If you have an endogenous variable $D$ (which in your case would be $X_1$, I just call it differently), an outcome $Y$, an instrument $Z$ and other exogenous variables $X$, the problem of the regression
$$Y_i = \alpha + \delta D_i + X'_i \beta + \epsilon_i$$
is that $\text{Cov}(D_i,\epsilon_i) \neq 0$ which may be due to omitted variable bias, measurment error, simultaneity, or a mix of those. For example, let's say that $\epsilon_i = e_i + W_i$, where $e_i$ is a stochastic error and $W_i$ is the omitted variable which is such that $\text{Cov}(D_i,W_i)\neq 0$ which is the source of the endogeneity problem. Say you then estimate your first stage with the instrument,
$$D_i = a + \pi Z_i + X'_i \gamma + \eta_i$$
where $\eta_i = u_i + W_i$ and $u_i$ again is a stochastic error term. Remember that the regression splits the variation in the dependent into an explained and an unexplained part, i.e.

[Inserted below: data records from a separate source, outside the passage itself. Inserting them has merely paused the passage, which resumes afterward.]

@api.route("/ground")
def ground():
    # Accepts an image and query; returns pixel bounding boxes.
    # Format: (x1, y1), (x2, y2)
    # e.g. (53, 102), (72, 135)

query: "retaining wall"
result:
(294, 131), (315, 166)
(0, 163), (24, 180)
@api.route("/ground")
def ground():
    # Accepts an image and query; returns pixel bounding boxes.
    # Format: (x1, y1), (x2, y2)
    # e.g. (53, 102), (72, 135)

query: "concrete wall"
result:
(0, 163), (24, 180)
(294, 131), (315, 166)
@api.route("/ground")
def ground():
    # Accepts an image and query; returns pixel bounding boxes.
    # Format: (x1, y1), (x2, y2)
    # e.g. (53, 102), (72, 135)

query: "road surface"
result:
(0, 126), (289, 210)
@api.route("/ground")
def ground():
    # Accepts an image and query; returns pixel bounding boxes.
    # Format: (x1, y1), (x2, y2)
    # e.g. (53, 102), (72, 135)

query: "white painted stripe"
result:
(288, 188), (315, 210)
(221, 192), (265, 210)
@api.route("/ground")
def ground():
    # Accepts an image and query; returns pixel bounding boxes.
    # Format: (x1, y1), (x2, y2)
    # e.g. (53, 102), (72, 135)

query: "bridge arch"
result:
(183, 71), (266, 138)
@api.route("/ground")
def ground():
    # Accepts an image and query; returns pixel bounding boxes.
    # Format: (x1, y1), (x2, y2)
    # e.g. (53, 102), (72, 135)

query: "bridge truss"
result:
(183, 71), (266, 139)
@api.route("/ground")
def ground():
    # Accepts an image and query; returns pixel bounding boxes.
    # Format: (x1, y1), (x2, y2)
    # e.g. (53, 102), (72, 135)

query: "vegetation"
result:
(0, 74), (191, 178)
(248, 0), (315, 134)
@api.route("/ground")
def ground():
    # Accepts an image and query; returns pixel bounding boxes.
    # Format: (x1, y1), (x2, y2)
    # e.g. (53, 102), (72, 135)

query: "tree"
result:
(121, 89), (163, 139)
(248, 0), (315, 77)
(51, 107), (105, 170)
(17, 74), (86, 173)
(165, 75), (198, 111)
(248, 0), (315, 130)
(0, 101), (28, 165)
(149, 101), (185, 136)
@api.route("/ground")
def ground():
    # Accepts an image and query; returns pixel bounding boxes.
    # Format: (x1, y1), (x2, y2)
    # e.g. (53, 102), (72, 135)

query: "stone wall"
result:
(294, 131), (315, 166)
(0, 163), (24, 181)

$$\text{total sum of squares} = \text{explained sum of squares} + \text{residual sum of squares}$$
When you predict $\widehat{D}_i = a + \pi Z_i + X'_i \gamma$, this separates the "good" variation of $D_i$ (that's the variation explained by variables that you know are exogenous which are $Z$ and the $X$) from the "bad" variation in $\eta_i$. In the second stage,
$$Y_i = \alpha + \delta \widehat{D}_i + X'_i \beta + \epsilon_i$$
you still have $W_i$ in the error term but this time it's not a problem because $\text{Cov}(\widehat{D}_i,W_i) = 0$ and this solves your endogeneity problem, allowing for consistent estimation of $\delta$.